Krishna goes to Myanmar to step up trade (Second Lead)

June 20th, 2011 - 6:32 pm ICT by IANS  

Barack Obama New Delhi, June 20 (IANS) In the first high level contact with the new government in Myanmar, External Affairs Minister S.M. Krishna Monday left on a three-day visit when he is tipped to sign bilateral deals.

Accompanied by Foreign Secretary Nirupama Rao, Krishna is visiting Myanmar, a country New Delhi sees as a close partner despite Western calls to shun it, at the invitation of his counterpart U Wunna Maung Lwin.

“The visit will give us an opportunity to further vitalise our multi-faceted relationship in the new political environment,” Krishna said in a statement.

“We will have an exchange of views on enhancing security cooperation as well as collaboration in connectivity, IT, energy, agriculture, power, telecommunications and infrastructure,” he said.

The minister said India and Myanmar were likely to sign a number of pacts to further strengthen bilateral cooperation.

A memorandum of understanding (MoU) may be signed to link India’s Manipur state directly to Tiddim in Chin state of Myanmar for better border trade.

India has also offered to cooperate with Myanmar on a trilateral highway to Thailand.

An agreement will be signed to set up Myanmar’s second industrial park with Indian help.

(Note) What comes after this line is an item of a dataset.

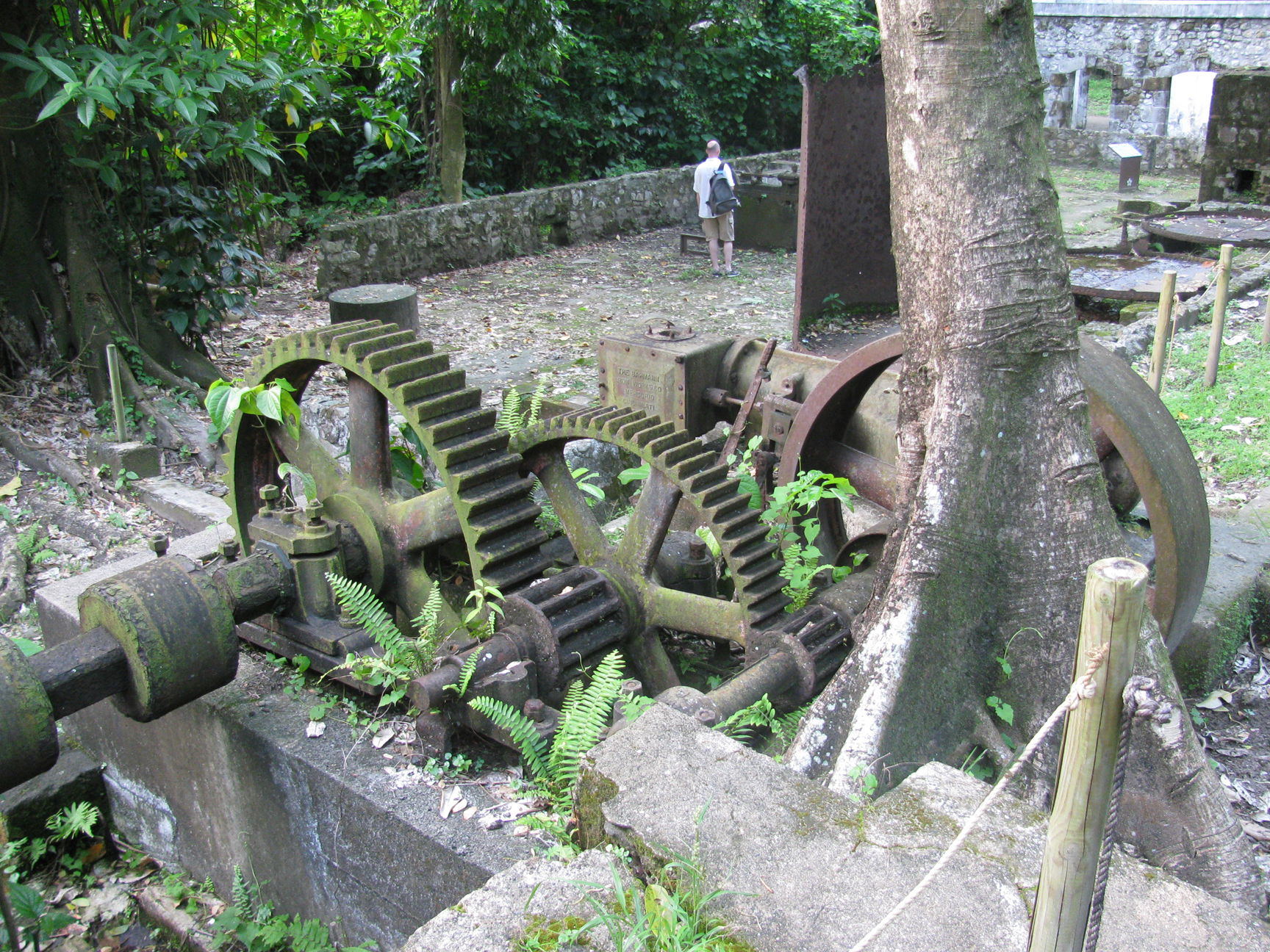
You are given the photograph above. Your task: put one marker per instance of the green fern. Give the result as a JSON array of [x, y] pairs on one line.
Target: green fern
[[368, 612], [75, 821], [244, 895], [525, 732], [427, 622], [467, 671], [584, 718], [761, 715], [514, 415]]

India will also supply 100 computers to Myanmar’s land records department.

Krishna did not say if he would interact with the Myanmar military — or the jailed opposition leader Aung San Suu Kyi.

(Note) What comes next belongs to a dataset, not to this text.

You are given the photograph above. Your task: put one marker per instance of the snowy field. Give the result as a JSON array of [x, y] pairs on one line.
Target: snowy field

“I do not know if I will have a chance to interact with other leaders, depending on the availability of time at my disposal - because it will be a very brief stay in Myanmar.”

Krishna will stay in Yangon and the new capital Naypyidaw.

In July last year, the head of the previous military junta, Senior General Than Shwe, visited India.

“We have made considerable progress in implementing decisions and agreements emanating from that visit… We also propose to initiate a few new projects,” Krishna said.

The foreign minister will inaugurate three of the 10 rice silos being set up with Indian assistance following a devastating cyclone three years ago.

India’s engagement with Myanmar continues despite Western leaders, including US President Barack Obama, criticising the relationship, citing the poor human rights record of the erstwhile military junta.

Indian officials say that isolating the junta only pushed it deeper into China’s arms. This New Delhi did not like.

Myanmar shares a 1,642-km winding and porous border with four northeastern states of India - Arunachal Pradesh, Nagaland, Mizoram and Manipur.